FAQ: How much data can OpenRefine deal with?
I'm always frustrated when OpenRefine can not deal with my data.
Proposed solution
Based on thread called "Measuring scale/limits of OpenRefine" with 1853 views in https://groups.google.com/g/openrefine/c/-loChQe4CNg/m/eroRAq9_BwAJ?pli=1 add a FAQ item that answers where OpenRefine limits come from, what sacrifices are required to lift them, what efforts are being made in this direction, and how to track, measure and join these efforts.
If full answer may appear too big, maybe it is possible to create a blog post that sums up how the CZI grant was spent in regard to scaling objective, so that other funds can decide if they want to join to support the initiative. Then how is https://github.com/OpenRefine/OpenRefine/projects?type=classic related to the goal (how much improvement in measurements are expected) and how 4.0 changes the situation (which issues are most critical).
It is interesting as well to read about technical details - how OpenRefine loses memory, that available memory is not only OpenRefine, but also eaten by the browser, if OpenRefine is able to track when memory goes into swap and productivity drops? Extremely important to see the list of features that need to be ported to support new Dataflow model, which features would need to be sacrificed, which will gain speed, which will lift memory limits, which will suffer?
Alternatives considered
Would be glad to know any.
Additional context
We were discussing the absence convenient interfaces for data wrangling и data preparation tools for big data, and if it is easier to rewrite something from scratch than try to enhance OpenRefine.
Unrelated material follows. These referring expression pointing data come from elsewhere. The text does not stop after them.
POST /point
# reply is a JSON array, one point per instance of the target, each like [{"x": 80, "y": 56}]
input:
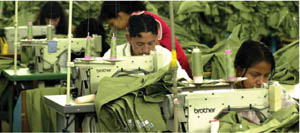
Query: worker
[
  {"x": 117, "y": 13},
  {"x": 92, "y": 26},
  {"x": 142, "y": 39},
  {"x": 53, "y": 13},
  {"x": 255, "y": 61}
]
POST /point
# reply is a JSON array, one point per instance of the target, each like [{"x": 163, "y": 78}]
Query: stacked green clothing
[
  {"x": 287, "y": 64},
  {"x": 41, "y": 118},
  {"x": 130, "y": 103},
  {"x": 214, "y": 59},
  {"x": 284, "y": 120}
]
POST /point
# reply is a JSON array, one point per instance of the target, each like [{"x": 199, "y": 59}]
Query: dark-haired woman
[
  {"x": 255, "y": 61},
  {"x": 53, "y": 13},
  {"x": 117, "y": 13}
]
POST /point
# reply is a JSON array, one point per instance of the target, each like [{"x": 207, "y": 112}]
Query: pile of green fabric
[
  {"x": 287, "y": 64},
  {"x": 211, "y": 21},
  {"x": 130, "y": 103},
  {"x": 214, "y": 59},
  {"x": 41, "y": 117},
  {"x": 284, "y": 120}
]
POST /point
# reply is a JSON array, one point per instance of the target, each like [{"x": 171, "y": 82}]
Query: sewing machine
[
  {"x": 37, "y": 31},
  {"x": 45, "y": 55},
  {"x": 199, "y": 105},
  {"x": 87, "y": 74}
]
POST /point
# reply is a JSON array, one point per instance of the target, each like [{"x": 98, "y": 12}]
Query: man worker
[{"x": 142, "y": 39}]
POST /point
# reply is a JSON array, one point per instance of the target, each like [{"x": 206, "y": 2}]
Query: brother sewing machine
[
  {"x": 45, "y": 55},
  {"x": 87, "y": 74},
  {"x": 201, "y": 104}
]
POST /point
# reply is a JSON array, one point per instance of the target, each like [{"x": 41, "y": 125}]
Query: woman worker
[
  {"x": 256, "y": 62},
  {"x": 53, "y": 13},
  {"x": 117, "y": 13}
]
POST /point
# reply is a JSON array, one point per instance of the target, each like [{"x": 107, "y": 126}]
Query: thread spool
[
  {"x": 85, "y": 99},
  {"x": 197, "y": 66},
  {"x": 113, "y": 49},
  {"x": 49, "y": 32},
  {"x": 230, "y": 75},
  {"x": 87, "y": 55},
  {"x": 29, "y": 31}
]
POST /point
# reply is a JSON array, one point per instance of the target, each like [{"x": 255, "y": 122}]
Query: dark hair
[
  {"x": 252, "y": 52},
  {"x": 110, "y": 9},
  {"x": 141, "y": 23},
  {"x": 94, "y": 27},
  {"x": 53, "y": 9}
]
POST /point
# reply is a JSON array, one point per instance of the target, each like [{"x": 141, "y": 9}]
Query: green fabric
[
  {"x": 128, "y": 107},
  {"x": 233, "y": 122},
  {"x": 41, "y": 118},
  {"x": 214, "y": 59},
  {"x": 284, "y": 120},
  {"x": 287, "y": 64}
]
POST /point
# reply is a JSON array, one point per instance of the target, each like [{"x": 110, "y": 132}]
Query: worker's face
[
  {"x": 119, "y": 23},
  {"x": 142, "y": 45},
  {"x": 54, "y": 21},
  {"x": 257, "y": 75}
]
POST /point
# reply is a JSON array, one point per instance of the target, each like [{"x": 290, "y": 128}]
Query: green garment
[
  {"x": 130, "y": 103},
  {"x": 41, "y": 118},
  {"x": 287, "y": 64},
  {"x": 214, "y": 59},
  {"x": 284, "y": 120}
]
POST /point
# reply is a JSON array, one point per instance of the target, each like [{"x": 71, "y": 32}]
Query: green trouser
[
  {"x": 41, "y": 118},
  {"x": 123, "y": 105},
  {"x": 284, "y": 120}
]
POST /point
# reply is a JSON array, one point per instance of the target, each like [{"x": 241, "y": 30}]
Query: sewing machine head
[
  {"x": 198, "y": 106},
  {"x": 51, "y": 55},
  {"x": 87, "y": 74}
]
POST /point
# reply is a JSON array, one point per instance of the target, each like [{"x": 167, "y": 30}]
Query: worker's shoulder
[{"x": 161, "y": 49}]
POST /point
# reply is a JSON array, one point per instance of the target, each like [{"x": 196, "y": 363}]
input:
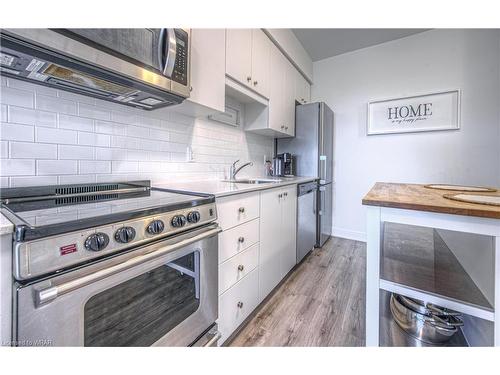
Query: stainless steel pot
[{"x": 426, "y": 322}]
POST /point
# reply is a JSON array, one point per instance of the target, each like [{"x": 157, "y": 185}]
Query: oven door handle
[{"x": 49, "y": 294}]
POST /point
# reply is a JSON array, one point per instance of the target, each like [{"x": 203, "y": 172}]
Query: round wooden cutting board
[{"x": 488, "y": 199}]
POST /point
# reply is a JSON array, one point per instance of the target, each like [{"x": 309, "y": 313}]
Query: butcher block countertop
[{"x": 418, "y": 197}]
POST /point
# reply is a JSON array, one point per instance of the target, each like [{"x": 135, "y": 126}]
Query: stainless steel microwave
[{"x": 144, "y": 68}]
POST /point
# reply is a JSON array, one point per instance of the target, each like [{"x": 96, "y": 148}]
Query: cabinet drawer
[
  {"x": 237, "y": 303},
  {"x": 236, "y": 268},
  {"x": 237, "y": 209},
  {"x": 237, "y": 239}
]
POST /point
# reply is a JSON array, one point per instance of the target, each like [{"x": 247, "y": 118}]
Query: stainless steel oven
[{"x": 160, "y": 294}]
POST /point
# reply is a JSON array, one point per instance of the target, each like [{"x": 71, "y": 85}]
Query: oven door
[{"x": 163, "y": 294}]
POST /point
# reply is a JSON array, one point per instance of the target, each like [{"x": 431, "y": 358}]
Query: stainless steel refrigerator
[{"x": 312, "y": 147}]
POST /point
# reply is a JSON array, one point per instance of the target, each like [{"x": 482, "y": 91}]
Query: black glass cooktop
[{"x": 43, "y": 215}]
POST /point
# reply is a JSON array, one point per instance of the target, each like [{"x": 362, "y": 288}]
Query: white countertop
[
  {"x": 6, "y": 227},
  {"x": 221, "y": 188}
]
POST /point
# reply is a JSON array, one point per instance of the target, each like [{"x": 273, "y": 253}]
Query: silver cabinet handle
[
  {"x": 49, "y": 294},
  {"x": 171, "y": 55},
  {"x": 213, "y": 340}
]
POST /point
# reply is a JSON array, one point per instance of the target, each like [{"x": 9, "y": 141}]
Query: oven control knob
[
  {"x": 155, "y": 227},
  {"x": 125, "y": 234},
  {"x": 97, "y": 241},
  {"x": 193, "y": 217},
  {"x": 178, "y": 221}
]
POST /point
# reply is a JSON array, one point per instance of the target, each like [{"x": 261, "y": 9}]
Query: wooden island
[{"x": 418, "y": 264}]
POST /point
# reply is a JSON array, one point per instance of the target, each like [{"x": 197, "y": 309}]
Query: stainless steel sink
[{"x": 254, "y": 181}]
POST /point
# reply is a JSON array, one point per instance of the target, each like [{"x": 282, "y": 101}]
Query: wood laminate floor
[{"x": 321, "y": 303}]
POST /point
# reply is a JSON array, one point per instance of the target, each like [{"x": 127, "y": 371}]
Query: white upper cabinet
[
  {"x": 261, "y": 49},
  {"x": 208, "y": 74},
  {"x": 247, "y": 58},
  {"x": 276, "y": 90},
  {"x": 208, "y": 52},
  {"x": 302, "y": 89},
  {"x": 289, "y": 99},
  {"x": 239, "y": 55}
]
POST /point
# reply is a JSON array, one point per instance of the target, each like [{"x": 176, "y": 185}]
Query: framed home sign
[{"x": 436, "y": 111}]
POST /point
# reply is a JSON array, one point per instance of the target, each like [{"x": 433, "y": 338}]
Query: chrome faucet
[{"x": 233, "y": 171}]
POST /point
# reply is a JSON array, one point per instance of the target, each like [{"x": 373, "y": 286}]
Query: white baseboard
[{"x": 349, "y": 234}]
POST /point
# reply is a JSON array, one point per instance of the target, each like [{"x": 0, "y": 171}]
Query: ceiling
[{"x": 323, "y": 43}]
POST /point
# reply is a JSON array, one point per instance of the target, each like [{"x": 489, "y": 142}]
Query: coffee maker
[{"x": 283, "y": 165}]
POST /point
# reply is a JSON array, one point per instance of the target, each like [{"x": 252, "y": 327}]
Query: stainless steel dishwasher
[{"x": 306, "y": 218}]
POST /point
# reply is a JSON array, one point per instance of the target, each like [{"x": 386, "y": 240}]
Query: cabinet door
[
  {"x": 270, "y": 242},
  {"x": 302, "y": 89},
  {"x": 277, "y": 76},
  {"x": 289, "y": 229},
  {"x": 261, "y": 49},
  {"x": 289, "y": 98},
  {"x": 208, "y": 53},
  {"x": 239, "y": 54}
]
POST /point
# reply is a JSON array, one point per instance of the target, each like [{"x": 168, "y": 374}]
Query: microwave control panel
[{"x": 181, "y": 60}]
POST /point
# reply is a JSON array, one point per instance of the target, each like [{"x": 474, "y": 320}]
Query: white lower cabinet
[
  {"x": 256, "y": 250},
  {"x": 236, "y": 268},
  {"x": 277, "y": 237},
  {"x": 237, "y": 303}
]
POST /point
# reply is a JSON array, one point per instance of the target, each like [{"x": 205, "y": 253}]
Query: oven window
[{"x": 140, "y": 311}]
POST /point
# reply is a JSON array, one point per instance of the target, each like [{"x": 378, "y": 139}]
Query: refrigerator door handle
[{"x": 322, "y": 160}]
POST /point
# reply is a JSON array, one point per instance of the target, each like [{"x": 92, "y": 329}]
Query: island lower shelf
[{"x": 415, "y": 261}]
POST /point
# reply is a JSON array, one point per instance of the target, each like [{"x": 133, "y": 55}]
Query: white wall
[
  {"x": 55, "y": 137},
  {"x": 435, "y": 60}
]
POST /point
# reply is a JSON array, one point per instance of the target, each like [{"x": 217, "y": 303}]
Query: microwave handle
[
  {"x": 167, "y": 36},
  {"x": 46, "y": 295}
]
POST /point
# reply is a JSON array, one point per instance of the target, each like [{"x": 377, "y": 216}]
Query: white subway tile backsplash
[
  {"x": 3, "y": 112},
  {"x": 16, "y": 132},
  {"x": 33, "y": 181},
  {"x": 75, "y": 123},
  {"x": 107, "y": 127},
  {"x": 76, "y": 152},
  {"x": 124, "y": 166},
  {"x": 158, "y": 134},
  {"x": 28, "y": 86},
  {"x": 4, "y": 149},
  {"x": 4, "y": 181},
  {"x": 32, "y": 116},
  {"x": 94, "y": 166},
  {"x": 92, "y": 139},
  {"x": 11, "y": 96},
  {"x": 62, "y": 136},
  {"x": 17, "y": 167},
  {"x": 50, "y": 136},
  {"x": 137, "y": 131},
  {"x": 77, "y": 179},
  {"x": 123, "y": 118},
  {"x": 57, "y": 167},
  {"x": 51, "y": 104},
  {"x": 94, "y": 112},
  {"x": 110, "y": 154},
  {"x": 30, "y": 150}
]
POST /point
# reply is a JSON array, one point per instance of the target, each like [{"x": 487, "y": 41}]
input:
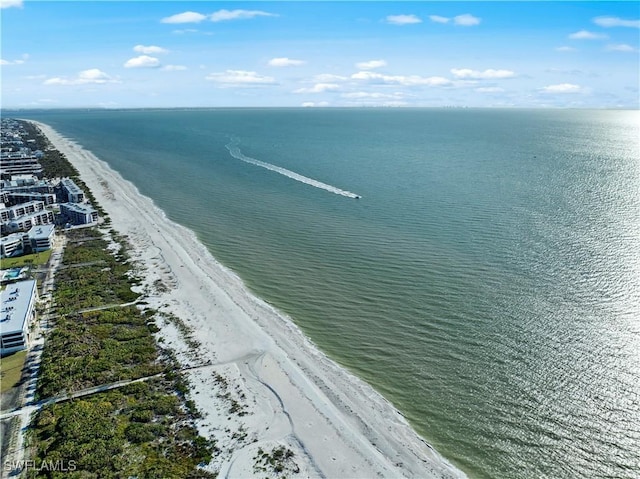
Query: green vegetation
[
  {"x": 139, "y": 431},
  {"x": 99, "y": 347},
  {"x": 56, "y": 165},
  {"x": 11, "y": 370},
  {"x": 26, "y": 260},
  {"x": 279, "y": 461},
  {"x": 142, "y": 430}
]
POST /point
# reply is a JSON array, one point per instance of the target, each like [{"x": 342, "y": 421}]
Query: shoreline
[{"x": 258, "y": 381}]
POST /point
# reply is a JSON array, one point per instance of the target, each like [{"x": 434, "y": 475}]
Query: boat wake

Thanks for voicing this frustration! Your suggestion of a blog post is a good one. Working on releasing 4.0, documenting and optimizing its performance is something I have been wanting to do for a long time. I have been unfortunately held back by other tasks. I hope to free myself from some of those to make space for that important work this autumn and winter.
Important issue with useful links to existing info and current efforts. I'd also add the Refine on Spark issues.
We were discussing the absence convenient interfaces for data wrangling и data preparation tools for big data
@abitrolly Who is the "we" in this context?
I'd turn the question around and ask what your needs are. Benchmarks are always built with certain sets of assumptions and it's much better if those assumptions match customers' needs. Having a defined benchmark (or set of benchmarks) makes performance evaluation tractable rather than attempting to fully explore an N dimensional space, which is, of course, impossible. Given a set of requirements one could evaluate with the existing OpenRefine, some future OpenRefine, or neither would meet your needs. Wide vs tall, mixes of data types, mixes of operations used all influence the performance characteristics of the system. Also a new backend won't address performance limitations in other areas such as the web grid display.
@tfmorris unfortunately, I can't find the context for "we". As I don't have a job and any projects generating income, it could be anything from Observable forums to Open Data Telegram channels, Google Open Source groups or random Medium article discussing data wrangling.
I would say the problem with tidying data was actual for Observable, as it is quite hard to do facets in plain JavaScript, but it is not really for big data, and things are gradually improving there with DuckDB integration and user developed interfaces. So I can't give you specific user story other than that "I've heard that OpenRefine is not for tidying big data".